Verträglichkeitsprüfung muss sein, auch wenn schon gebaut ist

03. Februar 2016

Öffentliches Recht: Betrifft ein Projekt ein Gebiet, das nach Erlass eines Planfeststellungsbeschlusses in die Liste der FFH-Gebiete aufgenommen wurde, ist eine nachträgliche Verträglichkeitsprüfung durchzuführen – unabhängig davon, ob das Bauwerk schon errichtet wurde. (EuGH, Urteil vom 14. Januar 2016, Az. C-399/14)

DER FALL

Eine Naturschutzvereinigung klagte gegen einen Planfeststellungsbeschluss aus dem Jahr 2004 für den Bau der Dresdner Waldschlösschenbrücke. Sie beanstandete u.a., dass bei Erlass des Beschlusses keine den Anforderungen der Habitatrichtlinie genügende Verträglichkeitsprüfung durchgeführt wurde. Das Elbtalgebiet wurde nach Erlass des Planfeststellungsbeschlusses, aber vor Baubeginn, in die Liste von Gebieten mit gemeinschaftlicher Bedeutung, sog.
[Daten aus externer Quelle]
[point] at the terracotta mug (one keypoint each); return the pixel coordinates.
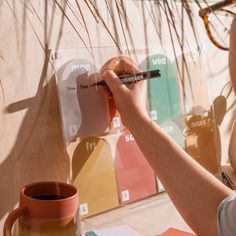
(46, 209)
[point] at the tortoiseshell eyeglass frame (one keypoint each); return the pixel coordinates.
(205, 12)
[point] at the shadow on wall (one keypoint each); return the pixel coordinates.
(38, 153)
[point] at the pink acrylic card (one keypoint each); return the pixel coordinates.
(176, 232)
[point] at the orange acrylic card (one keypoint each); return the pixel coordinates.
(176, 232)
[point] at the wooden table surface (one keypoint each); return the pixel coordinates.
(149, 217)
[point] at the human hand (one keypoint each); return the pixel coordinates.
(130, 99)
FFH-Gebiete, aufgenommen. Der Versuch der Naturschutzvereinigung, den Baubeginn im einstweiligen Rechtsschutz zu stoppen, scheiterte. Die Brücke ist inzwischen gebaut und in Betrieb. Im anschließenden Klageverfahren legte das BVerwG dem EuGH die Frage vor, ob in einem solchen Fall eine nachträgliche Verträglichkeitsprüfung erforderlich sei und welche Kriterien dabei anzuwenden seien.

DIE FOLGEN

Der EuGH entschied, dass die Behörden vor Baubeginn eine nachträgliche Verträglichkeitsprüfung hätten durchführen müssen, wenn diese Prüfung die einzige geeignete Maßnahme darstelle, um zu verhindern, dass die Ausführung des Projekts zu einer Verschlechterung oder Störung führe, die sich auf die Ziele der Richtlinie erheblich auswirken könnte. Bei der nachträglichen Prüfung seien auch alle durch die teilweise oder vollständige Ausführung des Projekts eingetretenen oder eintretenden Auswirkungen auf das Schutzgebiet zu berücksichtigen. Die Prüfanforderungen würden sich nicht dadurch verändern, dass der Planfeststellungsbeschluss sofort vollziehbar und ein einstweiliges Rechtsschutzverfahren gegen den Bau folgenlos war. Ebenso wenig sei zu berücksichtigen, dass das Projekt bereits errichtet und in Betrieb genommen wurde. Würde man diese Faktoren berücksichtigen, bestünde die Gefahr, dass durch innerstaatliche Verfahrensregeln oder das Schaffen von Fakten die praktische Wirksamkeit der Richtlinie beeinträchtigt würde. Schließlich weist das Gericht für die in der Richtlinie geforderten Alternativenprüfung darauf hin, dass hierbei zwar auch die Kosten der Maßnahmen einschließlich möglicher Abrisskosten zu berücksichtigen seien, diesen Kosten jedoch nicht dieselbe Bedeutung zukomme wie dem Natur- und Artenschutz.

WAS IST ZU TUN?

Das Urteil hat Konsequenzen für alle Pläne und Projekte, die FFH-Gebiete erheblich beeinträchtigen können. Durch das Urteil des EuGH wird der maßgebliche Zeitpunkt der Verträglichkeitsprüfung nach hinten verschoben. Investoren können sich nicht mehr auf die im Planungs- oder Genehmigungsverfahren durchgeführten Prüfungen verlassen, sondern sind ggf. verpflichtet, vor Baubeginn eingetretene Änderungen in einer erneuten Verträglichkeitsprüfung zu berücksichtigen.